Brown tenderloin, including the ends, either in oil in a hot skillet or rubbed with butter and roasted in a hot oven (425 degrees) for 10-15 minutes. Allow to cool completely, reserving all pan juices.
On a lightly-floured surface, roll out one sheet of pastry to one-quarter inch thick (depending upon size, you may need to roll out both and press seams together). Place cooled beef in the center and spread with a thin layer of mustard. Evenly distribute mushroom mixture over the top. Fold pastry up around the beef, trimming and sealing carefully, making sure that none of the seams are too thick. Carefully transfer Wellington to a baking dish, seam side down. Decorate top with bits of extra pastry, then brush lightly with egg. Vent top of Wellington in 2 or 3 places to allow steam to escape.
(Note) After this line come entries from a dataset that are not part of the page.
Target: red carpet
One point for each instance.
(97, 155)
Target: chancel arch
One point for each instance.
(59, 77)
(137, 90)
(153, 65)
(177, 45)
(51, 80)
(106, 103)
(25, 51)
Bake in a preheated 425 degree oven for 40-45 minutes or until beef reads 125 degrees on an instant-read thermometer. Remove from oven and allow to rest 10 minutes before serving.
For a quick and easy sauce, place reserved pan juices, 1 cup of beef stock and one-quarter cup red wine in a saucepan. Bring to a boil and allow to reduce slightly. Strain, if desired, and serve with slices of Wellington.
If your day’s schedule requires you to prepare this ahead of time like my schedule does, refrigerate after the Wellington is completely assembled, covering lightly with plastic wrap. You will almost certainly find that you need to add a few more minutes to the baking time to accommodate for the cooler temperature of the meat. Use your thermometer and turn down the oven if necessary, to avoid scorching the pastry.
So, from an overabundance of sweet potatoes and a neighborly suggestion, following a convoluted path that involved recipes for enchiladas, cookies, and a fabulous vegetarian Wellington, we arrive at the perfect entrée for our family Christmas dinner. No last-minute panic attacks, a lovely presentation and very minimal cooking while we are enjoying our time together, this is a gift to our entire family. Thankful for such serendipity among all our other blessings, I wish you all a very Merry Christmas!